5. Training obligations when using AI in internal investigations
Even if e-discovery tools are often used outside the scope of high-risk AI systems, users are subject to training obligations in particular.
Art. 4 of the AI Act obliges operators of AI systems to take measures to ensure that their staff and other persons involved in the operation and use of AI systems on their behalf have a sufficient level of AI literacy. The aim of AI literacy is to have skills in the use of AI, knowledge of the technology and an understanding of the respective use case. Before AI systems are used in internal investigations, the employees/users involved must therefore be comprehensively trained.
6. Data protection and labour law
Furthermore, aspects of labour law and data protection law are of central importance when using AI in internal investigations. For example, the co-determination rights of the works council under Sections 87 (1) No. 1, No. 6, 94 and 80 (2) of the German Shop Constitution Act (Betriebsverfassungsgesetz, BetrVG) may play a role, particularly when technical equipment is used to monitor behaviour. Under data protection law, it must be ensured in particular that the processing of personal data in the context of e-discovery measures complies with the requirements of Section 26 (1) sentence 1 of the German Federal Data Protection Act (Bundesdatenschutzgesetz, BDSG) and Art. 6 (1) (f) GDPR and, if applicable, Art. 9 GDPR, and that the information obligations under Art. 12 et seq. GDPR are complied with.
7. Outlook and recommendations for action
The continuous development of AI systems means that the technologies used in internal investigations are also becoming increasingly powerful and at the same time more intrusive. AI systems will increasingly be able to carry out more complex analyses and gain deeper insights into data. For operators of such systems, however, this also means that the effort required to justify why a specific AI system should not be categorised as high-risk AI and therefore should not be subject to the strict operator obligations under Art. 26 of the AI Act will increase.
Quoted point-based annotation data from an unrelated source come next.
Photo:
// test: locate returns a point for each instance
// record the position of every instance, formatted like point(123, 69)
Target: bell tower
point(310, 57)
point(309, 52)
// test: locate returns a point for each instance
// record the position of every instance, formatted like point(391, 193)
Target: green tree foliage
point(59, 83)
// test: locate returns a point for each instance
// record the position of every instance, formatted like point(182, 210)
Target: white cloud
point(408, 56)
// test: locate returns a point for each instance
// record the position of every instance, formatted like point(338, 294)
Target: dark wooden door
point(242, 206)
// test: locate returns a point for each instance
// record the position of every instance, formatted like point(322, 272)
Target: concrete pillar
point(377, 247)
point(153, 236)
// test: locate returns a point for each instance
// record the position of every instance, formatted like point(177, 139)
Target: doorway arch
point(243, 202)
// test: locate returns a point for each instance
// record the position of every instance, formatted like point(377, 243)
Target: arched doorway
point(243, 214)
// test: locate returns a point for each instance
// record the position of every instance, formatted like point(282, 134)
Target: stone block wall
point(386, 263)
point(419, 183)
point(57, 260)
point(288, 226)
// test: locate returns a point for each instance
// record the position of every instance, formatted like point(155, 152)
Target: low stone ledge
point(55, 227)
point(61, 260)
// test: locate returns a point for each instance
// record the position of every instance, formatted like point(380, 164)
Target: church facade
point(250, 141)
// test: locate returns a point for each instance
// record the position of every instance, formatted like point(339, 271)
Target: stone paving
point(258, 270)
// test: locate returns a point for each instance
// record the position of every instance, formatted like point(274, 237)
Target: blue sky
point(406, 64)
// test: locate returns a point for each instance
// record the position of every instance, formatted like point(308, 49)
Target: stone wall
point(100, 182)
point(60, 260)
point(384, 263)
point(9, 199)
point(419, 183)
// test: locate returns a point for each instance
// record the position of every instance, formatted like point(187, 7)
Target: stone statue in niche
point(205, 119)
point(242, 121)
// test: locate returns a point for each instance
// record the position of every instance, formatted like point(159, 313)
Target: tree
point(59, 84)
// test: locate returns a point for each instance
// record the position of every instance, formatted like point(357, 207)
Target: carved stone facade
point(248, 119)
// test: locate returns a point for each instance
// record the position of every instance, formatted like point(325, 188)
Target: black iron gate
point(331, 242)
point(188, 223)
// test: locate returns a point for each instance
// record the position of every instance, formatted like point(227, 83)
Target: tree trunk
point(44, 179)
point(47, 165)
Operators are therefore strongly advised to classify the AI systems they use at an early stage, monitor them continuously and train their staff. This includes checking the intended purpose of the system as well as regularly evaluating its actual use and potential risks. In order to fulfil these requirements, companies should take the following measures promptly:
- Review the current situation: Identify whether AI systems are being used in the company and whether they might be categorised as high-risk.
- Ensure compliance: Develop AI governance that is right for the company.
- Carry out training courses: Ensure that employees have the necessary AI literacy.
- Promote cooperation: If necessary - involve works councils, data protection officers and specialist departments at an early stage.
Conclusion
The integration of AI into internal investigations offers significant opportunities, particularly in terms of efficiency, accuracy and cost reduction. At the same time, its use requires a deep understanding of the technological possibilities and limitations as well as the legal framework, in particular the AI Act. The successful integration of AI into internal investigations also requires a comprehensive understanding of the framework conditions under labour law and data protection law. With the increasing importance of AI, the scope of AI governance and compliance measures will therefore also have to evolve. Companies should start implementing the AI Act without delay, as the general training obligations under Art. 4 of the AI Act and the provisions on prohibited AI practices in Art. 5 of the AI Act already apply.